Akut dönemde mukoza zarının incelmesi ve kuruması, arka duvara sıkıca yapışan kuru kabukların oluşmasına neden olur. Hastalığın bu seyri ile hastalar genellikle boğazı nemlendirmek için sürekli bir istek olan ağız kuruluğundan şikayet ederler. Süreç yayıldığında, durum kötüleşir, yiyecekleri yutmada zorluklar ortaya çıkabilir. Boğulma, boğazda bir yumru hissi var.

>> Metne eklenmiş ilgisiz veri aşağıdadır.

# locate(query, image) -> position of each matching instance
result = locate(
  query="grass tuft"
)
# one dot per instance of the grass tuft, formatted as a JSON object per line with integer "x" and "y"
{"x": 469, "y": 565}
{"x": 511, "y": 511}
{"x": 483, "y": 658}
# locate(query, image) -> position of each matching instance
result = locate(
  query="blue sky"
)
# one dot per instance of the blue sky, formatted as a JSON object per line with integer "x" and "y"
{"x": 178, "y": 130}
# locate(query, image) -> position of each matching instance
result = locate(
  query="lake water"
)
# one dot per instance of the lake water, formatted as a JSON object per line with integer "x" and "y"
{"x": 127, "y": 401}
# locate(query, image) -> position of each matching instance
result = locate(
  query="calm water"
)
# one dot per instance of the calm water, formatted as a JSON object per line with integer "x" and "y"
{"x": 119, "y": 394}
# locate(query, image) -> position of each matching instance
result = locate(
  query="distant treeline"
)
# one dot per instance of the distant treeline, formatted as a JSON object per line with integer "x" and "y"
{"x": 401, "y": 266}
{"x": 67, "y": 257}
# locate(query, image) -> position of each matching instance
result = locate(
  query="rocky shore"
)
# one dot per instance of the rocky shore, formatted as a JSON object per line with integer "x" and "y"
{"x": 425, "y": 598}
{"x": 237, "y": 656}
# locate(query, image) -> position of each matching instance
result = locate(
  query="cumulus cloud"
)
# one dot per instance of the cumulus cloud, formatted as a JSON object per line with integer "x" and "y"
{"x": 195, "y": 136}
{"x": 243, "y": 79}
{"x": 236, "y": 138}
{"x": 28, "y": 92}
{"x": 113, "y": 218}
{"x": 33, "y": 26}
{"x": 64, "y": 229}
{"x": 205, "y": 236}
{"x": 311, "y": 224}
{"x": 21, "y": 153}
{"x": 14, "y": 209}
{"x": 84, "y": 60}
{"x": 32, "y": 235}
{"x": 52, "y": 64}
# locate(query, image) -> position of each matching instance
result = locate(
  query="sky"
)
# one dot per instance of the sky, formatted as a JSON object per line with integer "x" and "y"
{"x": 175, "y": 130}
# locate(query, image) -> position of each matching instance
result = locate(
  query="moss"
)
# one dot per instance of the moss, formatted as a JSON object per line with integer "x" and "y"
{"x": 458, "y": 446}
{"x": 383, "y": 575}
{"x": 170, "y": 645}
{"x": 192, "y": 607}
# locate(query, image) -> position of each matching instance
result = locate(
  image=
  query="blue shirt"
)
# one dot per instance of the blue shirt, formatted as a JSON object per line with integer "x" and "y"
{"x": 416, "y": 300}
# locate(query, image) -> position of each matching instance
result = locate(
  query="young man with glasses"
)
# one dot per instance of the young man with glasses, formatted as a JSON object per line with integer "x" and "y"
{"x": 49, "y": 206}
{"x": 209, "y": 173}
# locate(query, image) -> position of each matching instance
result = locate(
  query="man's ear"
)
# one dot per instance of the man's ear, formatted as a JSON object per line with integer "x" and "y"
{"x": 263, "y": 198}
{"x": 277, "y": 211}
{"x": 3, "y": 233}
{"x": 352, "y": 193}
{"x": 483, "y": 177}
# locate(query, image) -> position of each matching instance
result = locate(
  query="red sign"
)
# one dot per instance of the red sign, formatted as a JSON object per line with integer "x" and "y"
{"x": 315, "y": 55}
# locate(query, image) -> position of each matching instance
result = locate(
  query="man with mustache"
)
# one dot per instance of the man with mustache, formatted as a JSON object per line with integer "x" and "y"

Bu kronik farenjit formu, hastalığın gelişimindeki son aşama olarak kabul edildiğinden, artan ilgi görmüştür.

Farenjitin atrofik formunun tedavisi çok zordur ve aslında kanser öncesi bir durumdur.

Bu bağlamda, bu tür hastalar düzenli tıbbi muayenelere tabi tutulur.

Üç haftadan fazla öksürüğün varlığı, bir kulak burun boğaz uzmanına danışmak, faringoskopi yapmak için bir nedendir. Hastaların genel olarak tatmin edici durumuna rağmen, kronik farenjit tedavisi uzun vadeli ve karmaşıktır. Provoke edici faktörlerin ortadan kaldırılması, iyileşme yolundaki en önemli adımdır.